Regia di Wes Anderson vedi scheda film
Zero Moustafa, indiano naturalizzato europeo, è l’ultimo superstite, erede e devoto custode delle memorie del decadente Gran Budapest Hotel, barocco albergo sperduto tra le montagne impervie dei Balcani, del quale è stato fedele portinaio nei giorni di gloria, assistendo a grandi e piccoli fatti. Un giorno accetta di affidare i ricordi della sua incredibile e rocambolesca esperienza ad un giovane scrittore che ne trarrà spunto per un romanzo di successo.

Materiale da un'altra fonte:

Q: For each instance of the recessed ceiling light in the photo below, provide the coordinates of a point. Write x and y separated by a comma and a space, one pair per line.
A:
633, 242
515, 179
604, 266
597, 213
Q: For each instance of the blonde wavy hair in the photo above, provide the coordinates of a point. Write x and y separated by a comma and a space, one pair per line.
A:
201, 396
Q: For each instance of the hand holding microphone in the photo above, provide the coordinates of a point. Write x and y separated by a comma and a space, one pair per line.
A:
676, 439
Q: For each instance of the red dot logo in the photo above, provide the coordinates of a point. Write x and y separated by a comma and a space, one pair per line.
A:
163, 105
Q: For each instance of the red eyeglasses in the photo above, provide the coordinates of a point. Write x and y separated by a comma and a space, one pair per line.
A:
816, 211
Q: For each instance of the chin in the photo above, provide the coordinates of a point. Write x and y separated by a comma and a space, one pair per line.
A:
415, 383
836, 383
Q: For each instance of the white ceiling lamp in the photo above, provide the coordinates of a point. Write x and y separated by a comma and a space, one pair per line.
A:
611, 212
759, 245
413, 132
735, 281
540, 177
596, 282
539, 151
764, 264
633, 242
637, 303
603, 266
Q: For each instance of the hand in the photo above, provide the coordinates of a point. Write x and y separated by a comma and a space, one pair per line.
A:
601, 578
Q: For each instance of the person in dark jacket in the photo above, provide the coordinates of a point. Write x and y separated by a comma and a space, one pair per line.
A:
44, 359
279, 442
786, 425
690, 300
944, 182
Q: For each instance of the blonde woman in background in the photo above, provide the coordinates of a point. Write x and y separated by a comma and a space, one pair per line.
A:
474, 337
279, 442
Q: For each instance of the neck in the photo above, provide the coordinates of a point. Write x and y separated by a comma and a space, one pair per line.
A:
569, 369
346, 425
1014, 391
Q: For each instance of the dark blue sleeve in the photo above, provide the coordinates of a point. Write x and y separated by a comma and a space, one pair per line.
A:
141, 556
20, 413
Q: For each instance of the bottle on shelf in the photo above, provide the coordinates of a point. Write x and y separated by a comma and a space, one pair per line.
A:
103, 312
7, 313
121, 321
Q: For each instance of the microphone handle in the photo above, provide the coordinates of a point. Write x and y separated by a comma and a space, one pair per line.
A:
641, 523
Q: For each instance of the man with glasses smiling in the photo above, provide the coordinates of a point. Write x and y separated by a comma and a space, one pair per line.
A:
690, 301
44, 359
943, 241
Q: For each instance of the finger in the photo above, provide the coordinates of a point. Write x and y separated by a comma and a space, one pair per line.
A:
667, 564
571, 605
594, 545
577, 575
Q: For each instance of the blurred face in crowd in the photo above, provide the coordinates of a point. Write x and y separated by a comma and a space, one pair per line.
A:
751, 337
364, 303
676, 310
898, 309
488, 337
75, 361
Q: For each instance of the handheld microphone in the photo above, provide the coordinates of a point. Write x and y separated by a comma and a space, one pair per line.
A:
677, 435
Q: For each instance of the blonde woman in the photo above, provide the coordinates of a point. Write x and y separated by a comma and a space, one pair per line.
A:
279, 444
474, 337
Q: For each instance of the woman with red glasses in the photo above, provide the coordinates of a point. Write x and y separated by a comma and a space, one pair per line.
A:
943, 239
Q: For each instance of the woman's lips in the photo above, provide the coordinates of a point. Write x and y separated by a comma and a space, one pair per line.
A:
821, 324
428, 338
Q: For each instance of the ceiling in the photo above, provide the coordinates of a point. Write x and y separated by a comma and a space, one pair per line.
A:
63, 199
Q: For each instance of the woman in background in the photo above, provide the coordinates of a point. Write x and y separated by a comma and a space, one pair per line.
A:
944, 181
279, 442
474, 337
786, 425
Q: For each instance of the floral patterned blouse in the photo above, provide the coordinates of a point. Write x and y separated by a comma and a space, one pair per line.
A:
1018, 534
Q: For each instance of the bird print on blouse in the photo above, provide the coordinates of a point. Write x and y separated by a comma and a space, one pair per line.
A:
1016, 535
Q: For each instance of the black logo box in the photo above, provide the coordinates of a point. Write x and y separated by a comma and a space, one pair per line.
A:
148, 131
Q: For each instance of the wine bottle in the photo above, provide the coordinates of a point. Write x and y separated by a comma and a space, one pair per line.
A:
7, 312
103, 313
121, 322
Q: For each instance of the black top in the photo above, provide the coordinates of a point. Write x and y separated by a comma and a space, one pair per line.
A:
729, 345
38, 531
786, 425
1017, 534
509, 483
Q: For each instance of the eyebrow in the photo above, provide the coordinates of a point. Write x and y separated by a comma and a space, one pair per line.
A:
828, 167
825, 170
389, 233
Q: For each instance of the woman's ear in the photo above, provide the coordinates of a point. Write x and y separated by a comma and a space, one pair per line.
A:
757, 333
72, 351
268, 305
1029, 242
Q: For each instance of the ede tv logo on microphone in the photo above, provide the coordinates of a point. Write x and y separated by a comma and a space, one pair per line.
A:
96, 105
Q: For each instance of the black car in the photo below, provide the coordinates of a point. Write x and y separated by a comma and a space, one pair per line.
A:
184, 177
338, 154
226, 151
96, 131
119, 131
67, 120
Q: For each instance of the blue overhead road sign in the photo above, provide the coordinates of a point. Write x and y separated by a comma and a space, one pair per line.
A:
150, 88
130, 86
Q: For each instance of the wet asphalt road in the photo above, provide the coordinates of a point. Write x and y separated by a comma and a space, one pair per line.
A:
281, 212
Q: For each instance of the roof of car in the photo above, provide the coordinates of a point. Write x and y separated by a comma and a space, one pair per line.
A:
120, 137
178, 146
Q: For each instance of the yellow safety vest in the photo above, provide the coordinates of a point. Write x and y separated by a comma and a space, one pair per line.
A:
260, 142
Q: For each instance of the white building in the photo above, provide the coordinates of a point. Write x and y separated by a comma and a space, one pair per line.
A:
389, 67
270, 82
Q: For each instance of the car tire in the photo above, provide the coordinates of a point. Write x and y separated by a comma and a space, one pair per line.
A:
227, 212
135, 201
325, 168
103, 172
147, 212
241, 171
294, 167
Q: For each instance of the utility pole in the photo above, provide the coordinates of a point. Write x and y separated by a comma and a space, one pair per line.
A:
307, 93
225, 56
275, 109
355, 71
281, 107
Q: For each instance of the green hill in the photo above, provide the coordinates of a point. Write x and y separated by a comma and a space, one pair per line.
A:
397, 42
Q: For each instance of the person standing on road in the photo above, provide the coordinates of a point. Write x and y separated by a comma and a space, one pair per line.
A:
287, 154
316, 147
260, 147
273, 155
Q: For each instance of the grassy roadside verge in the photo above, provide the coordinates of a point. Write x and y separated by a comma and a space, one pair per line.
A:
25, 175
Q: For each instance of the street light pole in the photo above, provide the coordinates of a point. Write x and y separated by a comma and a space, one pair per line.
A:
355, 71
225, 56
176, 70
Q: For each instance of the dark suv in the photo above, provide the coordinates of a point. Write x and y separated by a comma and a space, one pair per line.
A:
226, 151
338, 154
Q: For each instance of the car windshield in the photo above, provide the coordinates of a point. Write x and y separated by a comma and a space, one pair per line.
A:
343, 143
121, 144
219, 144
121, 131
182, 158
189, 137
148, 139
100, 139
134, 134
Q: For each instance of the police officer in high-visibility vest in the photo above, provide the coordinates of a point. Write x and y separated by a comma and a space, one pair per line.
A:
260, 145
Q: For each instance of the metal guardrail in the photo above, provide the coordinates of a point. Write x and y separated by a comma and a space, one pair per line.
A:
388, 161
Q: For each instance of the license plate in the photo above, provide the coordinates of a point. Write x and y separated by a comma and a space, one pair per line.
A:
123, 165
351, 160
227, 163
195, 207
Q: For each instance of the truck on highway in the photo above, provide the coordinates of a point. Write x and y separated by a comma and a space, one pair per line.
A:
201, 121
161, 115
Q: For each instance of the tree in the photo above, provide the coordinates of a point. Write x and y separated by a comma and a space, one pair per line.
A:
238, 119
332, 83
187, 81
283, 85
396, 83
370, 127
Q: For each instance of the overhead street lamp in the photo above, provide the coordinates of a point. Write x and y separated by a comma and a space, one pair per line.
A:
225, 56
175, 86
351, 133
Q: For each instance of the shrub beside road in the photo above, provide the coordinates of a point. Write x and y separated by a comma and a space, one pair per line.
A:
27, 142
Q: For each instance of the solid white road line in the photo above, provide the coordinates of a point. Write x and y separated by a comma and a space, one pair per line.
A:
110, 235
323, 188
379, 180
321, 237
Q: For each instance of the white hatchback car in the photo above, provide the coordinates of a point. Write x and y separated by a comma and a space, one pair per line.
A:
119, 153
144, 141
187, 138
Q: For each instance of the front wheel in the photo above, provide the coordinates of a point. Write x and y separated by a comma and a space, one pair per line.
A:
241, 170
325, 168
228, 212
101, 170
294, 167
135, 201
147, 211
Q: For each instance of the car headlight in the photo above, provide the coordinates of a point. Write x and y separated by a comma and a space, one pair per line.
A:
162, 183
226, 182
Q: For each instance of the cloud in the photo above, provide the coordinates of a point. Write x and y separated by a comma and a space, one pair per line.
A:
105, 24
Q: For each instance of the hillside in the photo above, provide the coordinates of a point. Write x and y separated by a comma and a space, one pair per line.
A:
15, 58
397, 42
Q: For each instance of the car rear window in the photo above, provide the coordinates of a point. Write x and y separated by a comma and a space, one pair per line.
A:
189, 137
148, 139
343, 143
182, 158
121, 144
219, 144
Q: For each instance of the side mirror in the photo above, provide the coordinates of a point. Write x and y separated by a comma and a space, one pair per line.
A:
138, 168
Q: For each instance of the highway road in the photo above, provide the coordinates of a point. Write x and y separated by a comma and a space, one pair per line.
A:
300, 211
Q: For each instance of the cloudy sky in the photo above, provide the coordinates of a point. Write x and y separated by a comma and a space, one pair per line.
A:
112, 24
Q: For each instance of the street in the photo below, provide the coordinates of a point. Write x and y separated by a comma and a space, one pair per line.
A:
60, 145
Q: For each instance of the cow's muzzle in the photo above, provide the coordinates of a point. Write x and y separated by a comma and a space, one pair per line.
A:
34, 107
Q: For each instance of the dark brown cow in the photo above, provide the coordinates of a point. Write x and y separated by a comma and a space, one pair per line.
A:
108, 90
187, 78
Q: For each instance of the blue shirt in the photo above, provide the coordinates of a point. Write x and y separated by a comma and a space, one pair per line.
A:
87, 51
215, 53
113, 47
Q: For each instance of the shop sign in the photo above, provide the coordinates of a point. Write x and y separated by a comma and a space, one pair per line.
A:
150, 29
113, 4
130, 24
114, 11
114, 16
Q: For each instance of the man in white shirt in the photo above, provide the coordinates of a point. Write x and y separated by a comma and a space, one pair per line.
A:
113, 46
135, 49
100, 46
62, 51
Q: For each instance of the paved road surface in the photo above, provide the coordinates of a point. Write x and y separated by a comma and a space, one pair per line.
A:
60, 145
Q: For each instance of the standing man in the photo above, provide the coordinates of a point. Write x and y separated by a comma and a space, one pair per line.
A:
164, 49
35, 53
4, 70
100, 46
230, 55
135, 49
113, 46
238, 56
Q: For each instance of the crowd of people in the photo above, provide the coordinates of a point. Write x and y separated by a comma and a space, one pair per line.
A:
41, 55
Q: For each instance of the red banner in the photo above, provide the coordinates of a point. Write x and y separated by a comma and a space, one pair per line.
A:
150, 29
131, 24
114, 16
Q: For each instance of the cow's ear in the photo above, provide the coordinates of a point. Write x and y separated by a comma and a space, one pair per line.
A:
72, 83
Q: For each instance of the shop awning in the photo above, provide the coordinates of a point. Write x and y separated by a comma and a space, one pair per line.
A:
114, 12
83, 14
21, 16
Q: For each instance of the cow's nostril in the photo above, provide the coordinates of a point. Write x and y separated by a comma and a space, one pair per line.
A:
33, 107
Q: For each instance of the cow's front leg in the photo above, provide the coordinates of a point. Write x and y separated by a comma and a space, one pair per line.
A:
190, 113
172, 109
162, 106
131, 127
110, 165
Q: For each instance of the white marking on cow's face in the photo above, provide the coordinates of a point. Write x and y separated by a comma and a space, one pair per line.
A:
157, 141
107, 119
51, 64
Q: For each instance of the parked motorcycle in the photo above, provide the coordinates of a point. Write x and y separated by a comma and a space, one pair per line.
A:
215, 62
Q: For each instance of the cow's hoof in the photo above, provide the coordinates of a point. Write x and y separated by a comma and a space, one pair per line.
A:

Wes Anderson prende spunto dalle opere di un misconosciuto drammaturgo austriaco del secolo scorso per sfoggiare le sue doti di eccentrico narratore girando un rutilante racconto a strati, abitato da personaggi bizzarri coinvolti in situazioni da favola e farsa, che riscrivono in termini quasi carnevaleschi uno dei capitoli più crudi e oscuri della storia recente, ovvero quello dell’espansione del nazifascismo, mai veramente citato in maniera esplicita, anche perché l’intera vicenda si svolge nell’inesistente Repubblica di Zubrowka, immaginario paese collocato a metà tra Europa e Caucaso ma di fatto quasi fuori dal mondo.
Di indubbio grande impatto visivo la fotografia, grazie a costumi e scenografie lussuose, e ad un cast assortito di nomi e volti noti e cari al regista (Fiennes, Law, Wilson, Murray, Schwartzman, Brody, Norton, Dafoe ...), alcuni dei quali sulla scena per una manciata di minuti, eppure la trama ad un certo punto sembra diventare inutilmente ingarbugliata, un futile pretesto per la lunga carrellata di citazioni, inquadrature, camei, trovate ora comiche (non sempre divertenti) ora disarmonicamente romantiche, come a ribadire che si tratta di una favoletta, anche melensa e non necessariamente verosimile.
Peccato che però, mentre si assimila che l’intenzione dell’eclettico cineasta non andrà oltre la celebrazione della fantasia e dell’imprevedibilità della vita, l’attenzione dello spettatore finisca per smarrirsi e traballare e la visione non riesca in definitiva ad appassionare più di tanto.